Rob Leonardi, Regional Officer, Generali Asia, said: “We’re excited that we are now able to consolidate our position in our Life and P&C insurance businesses, as it has always been our intention to increase our presence in India. Once the transactions are completed, we plan to do so in a way that will create more value for our more than 4 million customers, agents, partners and distributors.”
The transactions are fully in line with Generalis ‘Lifetime Partner 24: Driving Growth’ strategy, strengthening its position in fast-growing markets and confirms the group’s commitment to deliver profitable growth whilst creating value for customers,
Generali is the first player among international insurers to step-up to a majority stake in both its Indian insurance JVs since the new foreign ownership cap came into effect.
Presently, FEL holds a 49.91 per cent stake in the general insurance firm FGIICL and after the deal with Generali, it will come down to 24.91 per cent.
“Generali will become the controlling shareholder of FGIICL with an approx 74 per cent direct and indirect stake from its existing 49 per cent stake,” it said.
Besides, Generali would also have an option to buy out FEL’s remaining stake in FGIICL, said a late-night regulatory filing by the Future Group firm.
“FEL has agreed to sell a 25 per cent stake in its General Insurance Joint Venture, FGIICL, to its Joint Venture partner Generali for a cash consideration of Rs 1,252.96 crore, plus an additional consideration that is linked to the date of the closing of the transaction,” the regulatory filing said.
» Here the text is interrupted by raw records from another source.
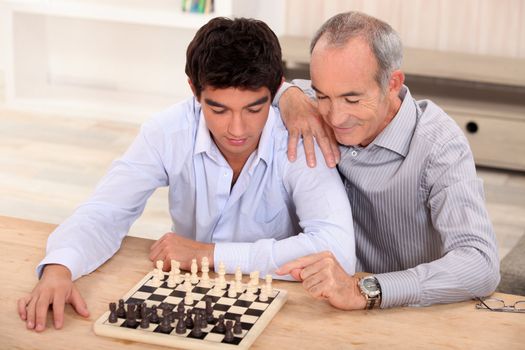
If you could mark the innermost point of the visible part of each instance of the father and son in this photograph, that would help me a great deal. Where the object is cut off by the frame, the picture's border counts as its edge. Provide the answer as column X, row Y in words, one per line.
column 404, row 202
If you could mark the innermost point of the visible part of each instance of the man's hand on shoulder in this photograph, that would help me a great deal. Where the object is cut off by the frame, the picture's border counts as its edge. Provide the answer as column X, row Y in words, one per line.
column 324, row 278
column 173, row 246
column 302, row 118
column 54, row 288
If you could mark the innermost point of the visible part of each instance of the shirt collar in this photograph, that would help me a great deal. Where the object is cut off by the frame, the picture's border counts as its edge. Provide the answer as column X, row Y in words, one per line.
column 205, row 144
column 398, row 133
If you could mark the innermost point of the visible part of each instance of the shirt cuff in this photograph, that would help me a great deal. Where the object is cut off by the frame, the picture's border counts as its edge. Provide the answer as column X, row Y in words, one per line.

As part of the deal, Generali has also acquired an option to buy out FEL’s remaining interest in FGIICL, “directly or through a nominee”, at an agreed valuation, subject to applicable regulatory approvals, FEL said.
“The transaction is subject to applicable regulatory approvals and other customary conditions,” it added.
According to the company, it had received offers from various potential buyers for its remaining 24.91 per cent interest in FGIICL.
In the Life Insurance JV, FGILICL, FEL currently holds 33.29 per cent stake, while Generali is a controlling shareholder with 49 per cent stake and the balance 16.6 per cent is with Industrial Investment Trust Limited (IITL).
“It (FEL) is also exploring options for the sale of its 33.3 per cent interest in the life insurance JV and expects to complete the exit of its holding in the insurance joint ventures in a time-bound manner to meet its commitment under OTR Plan implemented under an August 6, 2020 circular issued by the Reserve Bank of India in relation to the Resolution Framework for COVID-19 related stress,” it said.
Generali has received approval from the Competition Commission of India to purchase a 16 per cent stake held by Industrial Investment Trust Limited in FGILICL.
It has also agreed to invest up to Rs 330 crore in tranches in FGILICL to fund its growth plans.
India is one of the fastest growing insurance markets in the world, with nominal gross written premium(GWP) growth at 10%+ CAGR over 2022-2030.It is uniquely attractive, thanks to its high real GDP growth (8% YoY growth expected in 2021-20222, among the highest of south-eastern Asian countries), low insurance penetration levels (with GWP representing only 4.2%3 of GDP as at 20203) and private consumption and disposable incomes (expected to grow around 7% over the next 5 years2).
The stake sale by FEL is to meet its commitment under the One-Time Restructuring (OTR) scheme for COVID-19-hit companies, which it had entered into last year with a consortium of banks and lenders.
As part of that, the Future Group firm has to repay the loan through asset monetisation.
As part of OTR, FEL has to pay around Rs 2,200 crore by March-end this year.